Publication year - 2010
Publication title -
journal of neurochemistry
Language(s) - English
Resource type - Journals
SCImago Journal Rank - 1.75
H-Index - 229
eISSN - 1471-4159
pISSN - 0022-3042
DOI - 10.1111/j.1471-4159.2010.06799.x
Subject(s) - subventricular zone , neurogenesis , neuroblast , biology , neural stem cell , progenitor cell , microbiology and biotechnology , olfactory bulb , stem cell , rostral migratory stream , neuroscience , central nervous system
J. Neurochem. (2010) 114 , 750–760. Abstract We investigated the expression and role of the dopamine receptor 3 (D3R) in postnatal mouse subventricular zone (SVZ). In situ hybridization detected selective D3R mRNA expression in the SVZ. Fluorescence activated cell sorting (FACS) of adult SVZ subtypes using hGFAP‐GFP and Dcx‐GFP mice showed that transit amplifying progenitor cells and niche astrocytes expressed D3R whereas stem cell‐like astrocytes and neuroblasts did not.
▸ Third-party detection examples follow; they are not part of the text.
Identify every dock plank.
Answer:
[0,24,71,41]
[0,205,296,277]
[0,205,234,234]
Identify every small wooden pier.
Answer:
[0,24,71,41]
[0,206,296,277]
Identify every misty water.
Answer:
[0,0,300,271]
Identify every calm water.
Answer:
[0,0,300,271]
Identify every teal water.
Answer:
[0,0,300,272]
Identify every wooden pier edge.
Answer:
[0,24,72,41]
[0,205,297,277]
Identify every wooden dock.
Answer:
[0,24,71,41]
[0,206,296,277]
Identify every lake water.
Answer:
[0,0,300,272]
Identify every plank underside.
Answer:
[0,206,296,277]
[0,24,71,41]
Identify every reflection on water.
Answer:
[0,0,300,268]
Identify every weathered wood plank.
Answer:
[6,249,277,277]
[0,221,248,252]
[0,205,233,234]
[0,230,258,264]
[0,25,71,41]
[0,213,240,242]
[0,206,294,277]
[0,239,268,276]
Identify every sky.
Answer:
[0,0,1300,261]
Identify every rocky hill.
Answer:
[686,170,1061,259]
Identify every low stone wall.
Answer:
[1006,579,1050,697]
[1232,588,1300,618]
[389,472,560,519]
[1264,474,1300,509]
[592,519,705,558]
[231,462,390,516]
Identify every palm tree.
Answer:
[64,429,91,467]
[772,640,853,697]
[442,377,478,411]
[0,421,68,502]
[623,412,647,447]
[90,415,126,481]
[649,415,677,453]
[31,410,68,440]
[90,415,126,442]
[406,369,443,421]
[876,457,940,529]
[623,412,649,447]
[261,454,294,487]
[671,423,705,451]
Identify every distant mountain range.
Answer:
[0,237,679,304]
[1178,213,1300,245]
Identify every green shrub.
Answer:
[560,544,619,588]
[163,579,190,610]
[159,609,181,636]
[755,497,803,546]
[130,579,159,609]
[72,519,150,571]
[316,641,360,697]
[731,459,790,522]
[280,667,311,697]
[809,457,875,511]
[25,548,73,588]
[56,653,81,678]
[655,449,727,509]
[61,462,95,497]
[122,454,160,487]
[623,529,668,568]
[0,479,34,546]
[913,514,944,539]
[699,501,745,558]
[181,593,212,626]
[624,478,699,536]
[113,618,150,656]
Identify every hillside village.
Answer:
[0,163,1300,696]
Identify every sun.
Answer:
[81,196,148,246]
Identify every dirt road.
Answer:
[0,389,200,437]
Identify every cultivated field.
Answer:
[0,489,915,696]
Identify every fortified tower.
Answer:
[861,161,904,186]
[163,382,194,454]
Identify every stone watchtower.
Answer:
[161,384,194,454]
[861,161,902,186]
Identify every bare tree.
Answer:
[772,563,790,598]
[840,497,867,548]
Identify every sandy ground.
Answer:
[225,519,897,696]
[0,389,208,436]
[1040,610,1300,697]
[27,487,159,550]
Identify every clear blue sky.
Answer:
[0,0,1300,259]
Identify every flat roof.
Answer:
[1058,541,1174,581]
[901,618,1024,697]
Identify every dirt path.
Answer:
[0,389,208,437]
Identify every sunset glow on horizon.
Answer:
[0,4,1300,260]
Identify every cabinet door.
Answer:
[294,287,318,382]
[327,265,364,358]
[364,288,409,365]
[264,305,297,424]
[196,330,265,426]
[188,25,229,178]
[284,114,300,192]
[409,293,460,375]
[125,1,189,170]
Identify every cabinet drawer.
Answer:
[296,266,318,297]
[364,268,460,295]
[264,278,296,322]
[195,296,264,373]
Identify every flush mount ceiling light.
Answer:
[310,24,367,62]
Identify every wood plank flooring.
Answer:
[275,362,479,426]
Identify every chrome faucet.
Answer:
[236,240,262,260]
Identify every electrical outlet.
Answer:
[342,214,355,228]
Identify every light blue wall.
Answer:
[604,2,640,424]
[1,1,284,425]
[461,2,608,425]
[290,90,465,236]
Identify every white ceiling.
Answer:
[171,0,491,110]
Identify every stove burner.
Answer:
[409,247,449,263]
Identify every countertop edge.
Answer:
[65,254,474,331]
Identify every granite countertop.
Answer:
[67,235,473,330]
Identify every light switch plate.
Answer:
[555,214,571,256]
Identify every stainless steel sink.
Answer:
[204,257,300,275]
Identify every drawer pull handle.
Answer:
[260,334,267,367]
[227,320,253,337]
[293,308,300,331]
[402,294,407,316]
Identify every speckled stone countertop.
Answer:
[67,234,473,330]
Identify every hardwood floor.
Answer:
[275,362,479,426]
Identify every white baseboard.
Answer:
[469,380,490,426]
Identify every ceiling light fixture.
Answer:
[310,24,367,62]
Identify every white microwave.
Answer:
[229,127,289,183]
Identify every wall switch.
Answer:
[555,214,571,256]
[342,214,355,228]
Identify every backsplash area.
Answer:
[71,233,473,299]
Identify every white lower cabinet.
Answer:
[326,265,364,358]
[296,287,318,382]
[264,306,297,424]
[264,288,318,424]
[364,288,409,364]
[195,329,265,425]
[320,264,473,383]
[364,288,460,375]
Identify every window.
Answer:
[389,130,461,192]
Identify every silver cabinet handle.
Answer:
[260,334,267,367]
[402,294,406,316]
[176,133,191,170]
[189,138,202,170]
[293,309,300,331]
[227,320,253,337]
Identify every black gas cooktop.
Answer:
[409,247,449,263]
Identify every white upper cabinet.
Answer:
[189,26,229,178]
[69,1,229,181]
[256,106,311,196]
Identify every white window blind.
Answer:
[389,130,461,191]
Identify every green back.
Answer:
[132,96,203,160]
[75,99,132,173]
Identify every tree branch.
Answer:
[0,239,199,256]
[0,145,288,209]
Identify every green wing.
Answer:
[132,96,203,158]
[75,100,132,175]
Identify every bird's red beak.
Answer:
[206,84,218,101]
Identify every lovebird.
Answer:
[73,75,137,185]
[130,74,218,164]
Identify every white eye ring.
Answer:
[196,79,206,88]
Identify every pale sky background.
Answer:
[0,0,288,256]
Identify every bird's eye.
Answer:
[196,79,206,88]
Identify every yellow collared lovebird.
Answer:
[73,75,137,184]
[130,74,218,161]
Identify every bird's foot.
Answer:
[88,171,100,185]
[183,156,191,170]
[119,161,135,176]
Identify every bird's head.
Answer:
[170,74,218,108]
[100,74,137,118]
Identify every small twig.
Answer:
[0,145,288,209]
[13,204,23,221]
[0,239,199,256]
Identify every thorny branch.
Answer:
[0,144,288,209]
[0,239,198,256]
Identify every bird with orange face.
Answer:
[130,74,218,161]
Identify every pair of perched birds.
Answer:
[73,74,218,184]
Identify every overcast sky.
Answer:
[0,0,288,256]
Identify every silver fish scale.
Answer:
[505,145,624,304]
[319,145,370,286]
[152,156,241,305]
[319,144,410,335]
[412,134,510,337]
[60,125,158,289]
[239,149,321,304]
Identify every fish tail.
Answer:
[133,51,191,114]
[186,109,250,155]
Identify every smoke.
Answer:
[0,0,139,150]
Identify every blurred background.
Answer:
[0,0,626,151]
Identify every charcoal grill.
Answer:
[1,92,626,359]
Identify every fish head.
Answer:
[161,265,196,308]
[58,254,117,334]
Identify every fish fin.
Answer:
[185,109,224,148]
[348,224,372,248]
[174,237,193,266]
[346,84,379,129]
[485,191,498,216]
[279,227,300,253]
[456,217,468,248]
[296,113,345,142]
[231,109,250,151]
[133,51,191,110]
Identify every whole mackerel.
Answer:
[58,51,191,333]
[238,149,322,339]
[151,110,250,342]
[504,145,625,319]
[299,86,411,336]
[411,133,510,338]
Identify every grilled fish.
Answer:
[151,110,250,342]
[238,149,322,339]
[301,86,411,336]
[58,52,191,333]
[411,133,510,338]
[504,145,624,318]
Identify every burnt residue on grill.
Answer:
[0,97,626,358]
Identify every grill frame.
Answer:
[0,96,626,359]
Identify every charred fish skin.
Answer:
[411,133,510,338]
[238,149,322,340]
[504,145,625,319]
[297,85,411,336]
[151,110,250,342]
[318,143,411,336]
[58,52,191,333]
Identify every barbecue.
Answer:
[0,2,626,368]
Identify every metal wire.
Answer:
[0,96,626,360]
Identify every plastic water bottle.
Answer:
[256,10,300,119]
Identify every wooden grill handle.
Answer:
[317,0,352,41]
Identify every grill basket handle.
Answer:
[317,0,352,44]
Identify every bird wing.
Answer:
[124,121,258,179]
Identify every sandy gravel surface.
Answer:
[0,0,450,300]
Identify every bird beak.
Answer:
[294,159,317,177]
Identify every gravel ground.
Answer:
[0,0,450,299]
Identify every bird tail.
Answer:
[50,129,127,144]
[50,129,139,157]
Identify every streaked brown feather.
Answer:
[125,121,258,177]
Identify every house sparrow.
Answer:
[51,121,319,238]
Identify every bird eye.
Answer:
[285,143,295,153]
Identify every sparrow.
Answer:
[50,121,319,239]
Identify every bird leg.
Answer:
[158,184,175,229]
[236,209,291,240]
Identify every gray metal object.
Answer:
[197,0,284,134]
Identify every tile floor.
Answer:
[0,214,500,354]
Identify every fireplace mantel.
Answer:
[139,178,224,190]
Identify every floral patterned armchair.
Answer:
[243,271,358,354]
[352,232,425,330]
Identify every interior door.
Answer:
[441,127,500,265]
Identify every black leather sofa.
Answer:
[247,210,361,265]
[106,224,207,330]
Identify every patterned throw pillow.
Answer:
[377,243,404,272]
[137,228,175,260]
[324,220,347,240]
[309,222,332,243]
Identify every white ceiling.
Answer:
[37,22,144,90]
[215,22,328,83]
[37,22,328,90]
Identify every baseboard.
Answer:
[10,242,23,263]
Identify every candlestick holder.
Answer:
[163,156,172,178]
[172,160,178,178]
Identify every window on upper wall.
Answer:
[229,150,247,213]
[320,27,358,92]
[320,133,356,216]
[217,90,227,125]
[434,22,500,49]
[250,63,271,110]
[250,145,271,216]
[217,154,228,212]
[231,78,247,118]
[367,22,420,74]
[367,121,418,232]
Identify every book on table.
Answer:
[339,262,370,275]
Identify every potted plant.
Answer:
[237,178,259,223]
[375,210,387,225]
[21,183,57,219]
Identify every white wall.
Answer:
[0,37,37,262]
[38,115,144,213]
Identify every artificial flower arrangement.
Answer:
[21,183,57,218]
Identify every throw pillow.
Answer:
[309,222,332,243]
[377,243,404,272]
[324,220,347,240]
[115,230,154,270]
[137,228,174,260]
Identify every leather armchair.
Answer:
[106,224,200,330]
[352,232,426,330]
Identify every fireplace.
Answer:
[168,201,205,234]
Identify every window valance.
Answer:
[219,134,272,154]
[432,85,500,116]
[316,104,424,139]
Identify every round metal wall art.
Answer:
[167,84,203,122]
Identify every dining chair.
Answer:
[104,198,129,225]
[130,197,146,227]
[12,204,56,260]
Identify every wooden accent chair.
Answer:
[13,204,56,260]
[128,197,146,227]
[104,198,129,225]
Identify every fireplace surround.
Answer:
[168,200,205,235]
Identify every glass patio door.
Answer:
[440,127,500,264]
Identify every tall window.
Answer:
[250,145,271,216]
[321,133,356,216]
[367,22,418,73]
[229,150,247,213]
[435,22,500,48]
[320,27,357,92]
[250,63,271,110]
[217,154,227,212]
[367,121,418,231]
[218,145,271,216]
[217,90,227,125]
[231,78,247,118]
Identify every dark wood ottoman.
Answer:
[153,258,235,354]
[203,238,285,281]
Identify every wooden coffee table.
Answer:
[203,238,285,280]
To determine D3R’s role in SVZ neurogenesis, we administered U‐99194A, a D3R preferential antagonist, and bromodeoxyuridine in postnatal mice. In vivo D3R antagonism decreased the numbers of newborn neurons reaching the core and the periglomerular layer of the olfactory bulb. Moreover, it decreased progenitor cell proliferation but did not change the number of label‐retaining (stem) cells, commensurate with its expression on transit amplifying progenitor cells but not SVZ stem cell‐like astrocytes. Collectively, this study suggests that dopaminergic stimulation of D3R drives proliferation via rapidly amplifying progenitor cells to promote murine SVZ neurogenesis.